PORTLAND, Ore. — A shocking utility bill has a Portland couple outraged and confused. 

The Wallens were slapped with a $5,000 water bill early last year. According to their Portland Water Bureau bill, the Wallens used 270,000 gallons of water in a quarter, which is just a few months.

But they feel it's a mistake.

“I didn't do anything wrong,” Michael Wallen told KGW.

The Wallens were horrified to find an exorbitant invoice in their inbox last February.

“It was $5,454.45 in February. Then they supposedly waived half,” Michael said.

They subsequently shut the water off at the property a month or so later, and moved back to the house they’ve owned since 2011 and were renting out.

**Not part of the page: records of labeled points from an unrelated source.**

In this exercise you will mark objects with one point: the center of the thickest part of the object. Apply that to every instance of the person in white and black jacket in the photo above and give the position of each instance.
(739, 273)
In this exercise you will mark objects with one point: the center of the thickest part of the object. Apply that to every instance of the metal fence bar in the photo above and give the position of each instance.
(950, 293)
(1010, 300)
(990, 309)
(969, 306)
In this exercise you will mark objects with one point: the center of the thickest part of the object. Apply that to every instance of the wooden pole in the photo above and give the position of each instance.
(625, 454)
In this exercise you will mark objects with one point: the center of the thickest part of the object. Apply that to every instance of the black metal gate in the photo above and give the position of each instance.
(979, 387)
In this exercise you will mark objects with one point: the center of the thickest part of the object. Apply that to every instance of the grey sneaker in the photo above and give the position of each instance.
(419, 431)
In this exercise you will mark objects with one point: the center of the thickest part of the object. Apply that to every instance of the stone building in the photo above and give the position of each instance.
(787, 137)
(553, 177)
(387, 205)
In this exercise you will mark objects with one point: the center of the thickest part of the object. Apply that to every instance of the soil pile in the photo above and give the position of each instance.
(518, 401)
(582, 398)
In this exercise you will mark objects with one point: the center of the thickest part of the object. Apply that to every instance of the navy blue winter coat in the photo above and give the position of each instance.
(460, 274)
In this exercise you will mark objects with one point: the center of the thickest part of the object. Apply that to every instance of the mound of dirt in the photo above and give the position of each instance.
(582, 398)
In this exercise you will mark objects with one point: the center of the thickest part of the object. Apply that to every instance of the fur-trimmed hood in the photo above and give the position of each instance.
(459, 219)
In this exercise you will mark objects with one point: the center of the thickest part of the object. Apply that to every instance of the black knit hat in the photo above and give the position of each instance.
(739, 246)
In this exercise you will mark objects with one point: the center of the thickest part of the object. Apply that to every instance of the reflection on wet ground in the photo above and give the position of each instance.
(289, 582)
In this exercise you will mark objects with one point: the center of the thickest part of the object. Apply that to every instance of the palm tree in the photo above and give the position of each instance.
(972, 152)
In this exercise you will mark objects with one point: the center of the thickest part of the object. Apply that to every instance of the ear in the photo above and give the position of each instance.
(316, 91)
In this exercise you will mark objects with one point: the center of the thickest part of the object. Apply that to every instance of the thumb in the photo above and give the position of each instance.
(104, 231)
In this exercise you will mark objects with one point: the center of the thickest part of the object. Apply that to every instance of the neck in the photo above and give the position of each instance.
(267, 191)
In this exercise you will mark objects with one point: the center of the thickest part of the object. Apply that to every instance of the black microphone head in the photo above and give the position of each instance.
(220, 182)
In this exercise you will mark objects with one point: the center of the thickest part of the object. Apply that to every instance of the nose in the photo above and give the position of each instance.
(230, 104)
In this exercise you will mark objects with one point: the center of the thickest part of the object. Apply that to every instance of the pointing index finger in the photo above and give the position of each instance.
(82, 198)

The next bill they received was in May for about $3,800. 

Fast forward to a year later; just the other day a letter came in the mail from the water bureau, explaining they were meshing the Wallens’ two accounts into one and charging them nearly $5,000.

“They were still charging me every quarter even though I said please shut off the water,” Michael said. “It infuriates me.”

The couple said they were told if they don't pay something their water will be shut off June 21.

Michael said he can't afford that while living on a fixed disability income. In his and his wife's eyes, the Portland Water Bureau messed up.

"[I told them] you're completely wrong about drawing 270,000 gallons of water that quarter," he said. "I dispute this, you're never going to see a dime of this money. I can't afford it anyway.”

But the Water Bureau said it wasn't a mistake. The Wallens had a leaky toilet, one they couldn't pay to fix right away.

"Ninety days non-stop without me noticing anything other than ‘sss’: the sound your toilet makes when it's not finished filling," Michael said. "They read the meter after we repaired the toilet and shut off flow just to be sure. And they said now the meter is not drawing any water, so it must have been the toilet."

KGW's Morgan Romero called around to local plumbers who say 3,000 gallons of water a day is a massive leak. But it’s not impossible or improbable. They say that's why people need to get any leaks fixed right away - if they can afford to.

The water bureau docked the Wallens' bill and offered a payment plan. But for the Wallens, the cost is still too high.

“I'm living on $874 a month. I cannot – even on a payment plan – just no,” he added. “What they're demanding does not leave room for food and electricity.”

The water bureau is working with Michael and told KGW they'll work with people in tricky financial situations so they can afford to pay their bills. The bureau provides leak adjustments, financial assistance, and payment arrangements. They also offer crisis vouchers.

But, again, the Wallens said the deductions still are not enough for low-income people. 

By sharing their story, they want to make everyone in Portland, particularly low-income individuals, aware of what happened to them, so people know this is possible.